CyNER-2.0-DeBERTa-v3-base / README.md

PranavaKailash

Upload DebertaV2ForTokenClassification

eaae189 verified about 1 year ago

preview code

raw

history blame

3.9 kB

metadata

datasets:
  - PranavaKailash/CyNER2.0_augmented_dataset
language:
  - en
library_name: transformers
license: mit
tags:
  - CyNER
  - CyberSecurity
  - NLP
  - NER

CyNER 2.0: A Domain-Specific Named Entity Recognition Model for Cybersecurity

Model Overview

CyNER 2.0 is a Named Entity Recognition (NER) model specifically designed for the cybersecurity domain.
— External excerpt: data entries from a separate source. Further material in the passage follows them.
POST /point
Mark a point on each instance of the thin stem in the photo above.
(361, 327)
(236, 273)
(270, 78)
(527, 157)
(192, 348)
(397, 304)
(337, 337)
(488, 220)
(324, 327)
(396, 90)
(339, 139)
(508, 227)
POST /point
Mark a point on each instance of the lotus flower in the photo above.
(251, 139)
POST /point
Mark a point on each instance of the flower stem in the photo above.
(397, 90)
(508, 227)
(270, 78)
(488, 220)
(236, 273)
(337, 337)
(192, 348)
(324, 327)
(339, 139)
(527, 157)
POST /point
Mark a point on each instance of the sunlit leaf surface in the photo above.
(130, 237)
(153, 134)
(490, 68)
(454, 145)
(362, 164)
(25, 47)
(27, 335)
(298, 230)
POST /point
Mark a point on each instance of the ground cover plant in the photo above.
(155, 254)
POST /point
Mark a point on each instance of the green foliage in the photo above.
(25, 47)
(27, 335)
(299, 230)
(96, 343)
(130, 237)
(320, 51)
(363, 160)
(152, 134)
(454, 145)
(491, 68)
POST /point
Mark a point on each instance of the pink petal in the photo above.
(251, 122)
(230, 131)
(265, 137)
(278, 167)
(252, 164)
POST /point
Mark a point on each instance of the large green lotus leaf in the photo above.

It is built upon the DeBERTa transformer model and fine-tuned to recognize various cybersecurity-related entities, including indicators, malware, organizations, systems, and vulnerabilities.

Model Description

The DeBERTa-based CyNER 2.0 model has been fine-tuned using a combination of datasets, including the original CyNER dataset and an augmented dataset that includes more recent threat patterns and additional entity tags. The fine-tuning process involved training the model on sequence data, which resulted in improved precision, recall, and F1-score compared to other baseline models.

Key Features:

Model Architecture: DeBERTa (Decoding-enhanced BERT with disentangled attention).
Primary Use Case: Named Entity Recognition (NER) for cybersecurity entities.
Performance Metrics: Achieves an F1-score of 91.88% on the augmented dataset.
Training Data: Fine-tuned on the original CyNER dataset and an augmented dataset from various open-source cybersecurity platforms.

Intended Use

The CyNER 2.0 model is designed to assist cybersecurity analysts in automatically extracting relevant entities from unstructured or structured cybersecurity reports. It can be integrated into tools and applications for threat intelligence, automated report generation, and more.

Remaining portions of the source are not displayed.